The HDCE can be used to emulate at high frequency a Poisson distribution, exotic distribution, or any required discrete distribution. It is also possible to manage on the fly distribution evolution with the use of the index as shown in the applications.
6. EXPERIMENTAL RESULT
Complexity & Performance of the HDCE
The synthesis of the HDCE has been completed for different FPGA targets. Tables (LUT) by the synthesis tool. Substantially, the complexity is evaluated as the number of LUT. Basically, the maximum frequency of the HDCE is almost independent of its configuration. The complexity of the HDCE depends on the parameters. In this case, if the parameters lead to a high value of LUT used as RAM, it is possible to impose directly the embedded RAM of the FPGA, or eventually, an external RAM.
Accuracy of the HDCE
The evaluation of the reliability of a Gaussian channel emulator mainly stems from the trivial difference between empirical PDF and standard PDF. Nevertheless, observing from a novel standpoint, the precision of the tails of the Gaussian distribution is a good indicator of accuracy. Thus, we evaluate our emulator through the difference of the tails. In table 2, we give the percentage of the difference to a reference standard PDF of a Gaussian distribution (0, 1) for x = 2σ, 3σ, 4σ and 5σ with various l value. The Ref.

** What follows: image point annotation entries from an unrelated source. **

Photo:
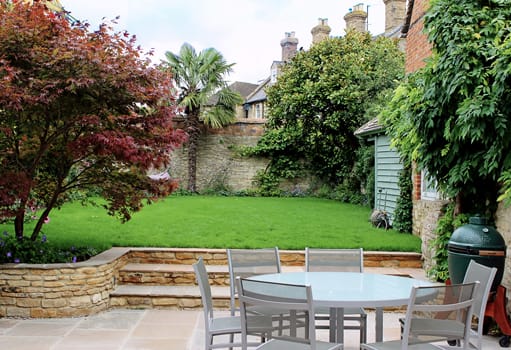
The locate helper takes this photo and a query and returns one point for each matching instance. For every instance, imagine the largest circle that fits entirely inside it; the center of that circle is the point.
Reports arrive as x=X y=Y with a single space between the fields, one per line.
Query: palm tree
x=199 y=77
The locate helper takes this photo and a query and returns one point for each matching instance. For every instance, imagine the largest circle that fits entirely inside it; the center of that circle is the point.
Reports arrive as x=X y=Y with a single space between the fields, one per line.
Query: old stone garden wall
x=59 y=290
x=218 y=163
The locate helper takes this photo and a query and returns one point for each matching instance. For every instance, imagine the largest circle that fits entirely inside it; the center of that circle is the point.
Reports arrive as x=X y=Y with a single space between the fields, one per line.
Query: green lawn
x=221 y=222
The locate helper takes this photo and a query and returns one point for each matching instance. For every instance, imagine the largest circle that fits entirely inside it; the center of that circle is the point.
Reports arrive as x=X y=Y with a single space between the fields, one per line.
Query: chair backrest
x=339 y=260
x=249 y=262
x=201 y=276
x=439 y=313
x=280 y=298
x=485 y=276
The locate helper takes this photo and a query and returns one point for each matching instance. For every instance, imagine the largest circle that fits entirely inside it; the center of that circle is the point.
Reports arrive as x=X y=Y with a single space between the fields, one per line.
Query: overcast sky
x=246 y=32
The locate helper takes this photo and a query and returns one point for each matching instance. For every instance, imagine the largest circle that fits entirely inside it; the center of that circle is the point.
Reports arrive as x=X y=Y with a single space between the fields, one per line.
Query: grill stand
x=496 y=309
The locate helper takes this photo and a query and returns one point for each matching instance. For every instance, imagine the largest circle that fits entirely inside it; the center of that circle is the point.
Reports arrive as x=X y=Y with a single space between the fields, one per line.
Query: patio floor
x=122 y=329
x=145 y=329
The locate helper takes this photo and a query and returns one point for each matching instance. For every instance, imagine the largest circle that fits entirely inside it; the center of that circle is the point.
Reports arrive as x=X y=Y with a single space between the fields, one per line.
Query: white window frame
x=258 y=111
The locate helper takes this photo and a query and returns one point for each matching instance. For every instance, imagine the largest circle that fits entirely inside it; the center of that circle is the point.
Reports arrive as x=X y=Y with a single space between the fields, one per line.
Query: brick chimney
x=395 y=13
x=357 y=18
x=289 y=45
x=321 y=31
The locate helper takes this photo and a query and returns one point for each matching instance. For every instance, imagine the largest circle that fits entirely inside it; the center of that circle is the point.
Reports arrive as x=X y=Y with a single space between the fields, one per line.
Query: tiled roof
x=244 y=89
x=258 y=94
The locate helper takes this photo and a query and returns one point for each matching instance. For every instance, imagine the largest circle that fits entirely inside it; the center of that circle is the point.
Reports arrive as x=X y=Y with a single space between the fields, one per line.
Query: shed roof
x=370 y=128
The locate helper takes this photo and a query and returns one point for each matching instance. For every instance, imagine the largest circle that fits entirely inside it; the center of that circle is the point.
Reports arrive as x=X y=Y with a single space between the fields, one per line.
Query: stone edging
x=68 y=290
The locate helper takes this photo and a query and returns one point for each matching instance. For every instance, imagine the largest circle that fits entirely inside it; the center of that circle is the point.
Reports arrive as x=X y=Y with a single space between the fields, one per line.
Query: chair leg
x=363 y=328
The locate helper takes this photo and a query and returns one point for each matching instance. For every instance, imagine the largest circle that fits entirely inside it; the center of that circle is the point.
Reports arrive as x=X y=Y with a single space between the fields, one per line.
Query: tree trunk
x=19 y=222
x=193 y=130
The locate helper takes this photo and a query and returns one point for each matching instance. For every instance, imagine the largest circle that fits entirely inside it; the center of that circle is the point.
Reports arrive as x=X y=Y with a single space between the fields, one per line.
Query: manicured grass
x=221 y=222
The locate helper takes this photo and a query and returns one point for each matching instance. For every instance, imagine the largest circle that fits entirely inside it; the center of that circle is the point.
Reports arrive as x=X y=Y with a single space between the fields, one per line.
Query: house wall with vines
x=427 y=210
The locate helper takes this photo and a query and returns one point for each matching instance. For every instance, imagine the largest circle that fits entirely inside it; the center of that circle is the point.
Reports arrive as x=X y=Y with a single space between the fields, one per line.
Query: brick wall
x=417 y=46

PDF represents the percentage of standard probability in vary x, also, the Diff. denotes the difference percentage to the Ref. PDF. 
CONCLUSION
In this paper, we have presented a tool called HDCE for Hardware Discrete Channel Emulator which allows emulating the effect of a base-band Gaussian channel directly in hardware. The HDCE was presented in 4 steps. First, we derived the theoretical model of the HDCE, i.e., we have mathematically defined the expression of the PDF of the output of the channel. Secondly, we explained how to transform a uniform distribution to a given non-uniform distribution thanks to the alias method. Subsequently, the architecture of the HDCE was exhibited by two blocks, the LFSR and the alias method. After which, the applications of the HDCE were demonstrated and it was explained that the HDCE was also compatible with different channel models, other than just the AWGN channel. Finally, we gave the evaluation of the HDCE observed by the trade-off between complexity and performance and the accuracy.
Overall, the proposed HDCE that has been achieved in an efficient architecture is able to emulate the effect of a base band Gaussian channel with several properties: high accuracy, high speed (more than 180 M sample per second) and also the capacity of seamless switching from hardware emulation to software simulation and vice-versa.
This last feature allows for the combining of a Reduced Monte-Carlo Simulation method and hardware emulation, thus, providing a set of very efficient and complementary methods to perform the optimization of decoders.